Publicado en Radar, 2002.
La matemática tiene un momento elitista –que corresponde a la intuición correcta de la solución de un enigma, reservada para unos pocos iluminados- y un segundo momento profundamente democrático: el momento en que esa solución se da a conocer a todos mediante una demostración. Mirada de cerca, una demostración matemática es una sucesión de pequeños pasos lógicos encadenados entre sí, de manera que cualquiera pueda examinar los eslabones con toda la detención necesaria. Idealmente, cada uno de los pasos debe ser en sí tan simple, que cualquier persona con un mínimo entrenamiento en símbolos debería ser capaz de realizar el chequeo de una manera casi automática, verificando de una manera “local” cada ligadura, del mismo modo que una computadora traza en ínfimos cuadraditos de la pantalla rayitas inocentes sin saber que armarán finalmente una reproducción de la Gioconda.

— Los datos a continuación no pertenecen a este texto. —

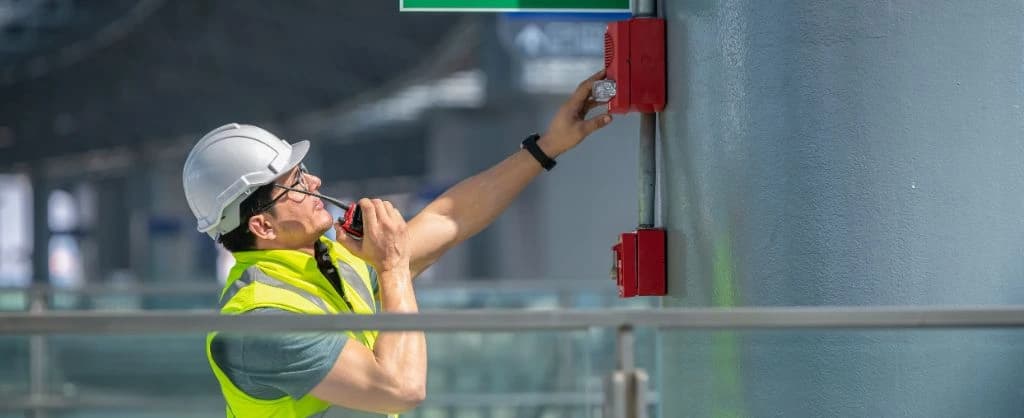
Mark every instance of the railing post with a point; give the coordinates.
(625, 387)
(38, 352)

Esta combinación de imaginación y libertad para la conjetura de soluciones, y de transparencia y rigor en las pruebas es posiblemente la clave de la profundidad a que ha llegado el pensamiento matemático en comparación con la acumulación de conocimiento, siempre relativamente horizontal, de otras disciplinas. Sin embargo, la complejidad de algunos problemas, y la utilización de computadoras, puede cambiar dramáticamente la idea de “solución”, y la naturaleza de las demostraciones.
Uno de los problemas más importantes del álgebra -cómo clasificar ciertos objetos matemáticos que se llaman grupos finitos- requirió un trabajo de cíclopes de decenas de matemáticos reunidos en un equipo. Es muy probable que sólo el director fuera capaz de entrever el contorno de la gran figura en el rompecabezas que se iba armando: ningún matemático, para convencerse, podría reproducir por sí solo en el lapso de una vida humana todos los detalles. Durante muchos años, en la ex Unión Soviética, los matemáticos rusos pusieron un asterisco de advertencia en sus trabajos si debían usar en algún momento este teorema. Les parecía más un acto de fe en sus colegas occidentales que una pieza admisible del razonamiento matemático. De la misma manera, es interesante el momento de zozobra que vivió el mundo de la matemática luego de que Wiles anunció la solución a la última conjetura de Fermat, una herida abierta por más de trescientos años. Su demostración original tenía un error, que sólo tres o cuatro especialistas podían detectar; son los mismos tres o cuatro especialistas que certifican que el error se ha remendado. No estoy diciendo de ningún modo que desconfíe de que el teorema haya sido finalmente demostrado. Pero son cien páginas que remiten a otros cien libros de álgebra, y a tres siglos de historia de la matemática. Esto quiebra naturalmente el carácter democrático de la demostración. Fermat, vuelto a la vida, seguramente hubiera protestado. El creía tener una demostración elemental, breve, bella, admirable: una demostración de las de antes.
Las cosas pueden volverse peores cuando entran en juego las computadoras. Uno de los problemas más famosos de la matemática es el problema de los cuatro colores: dado un mapa con países cualesquiera, ¿cuál es la mínima cantidad de colores necesarios para pintar el mapa de modo que países limítrofes tengan colores diferentes? Se sabía que cinco eran suficientes y que con tres no alcanzaba. Durante muchos años trató de probarse que el número mínimo era cuatro. Finalmente se dio una “demostración”: es un libro de programas, que una vez corridos, agotan las miles de ramificaciones de una clasificación tan minuciosa como desanimante. Ningún matemático estaría dispuesto a aceptar desde el punto de vista de la belleza, o la necesidad matemática, que algo así sea una demostración. Vence pero no convence, exactamente igual que la computadora Deep Blue, que puede derrotar a Kasparov, pero no juega verdaderamente el mismo juego de ajedrez. Hay, en definitiva, un agudo problema estético que empieza a perfilarse.
Leo que en los Estados Unidos se ofrece un millón de dólares a quien resuelva alguna de siete preguntas matemáticas pendientes. Quizá habría que agregar que la solución debe ser corroborable en un tiempo humano. “Pensamiento Profundo”, la supercomputadora que imagina Douglas Adams en Hitchhiker´s Guide to Galaxy termina su cálculo e imprime la respuesta final “42” en un futuro tan avanzado que ya nadie recuerda cuál había sido la pregunta.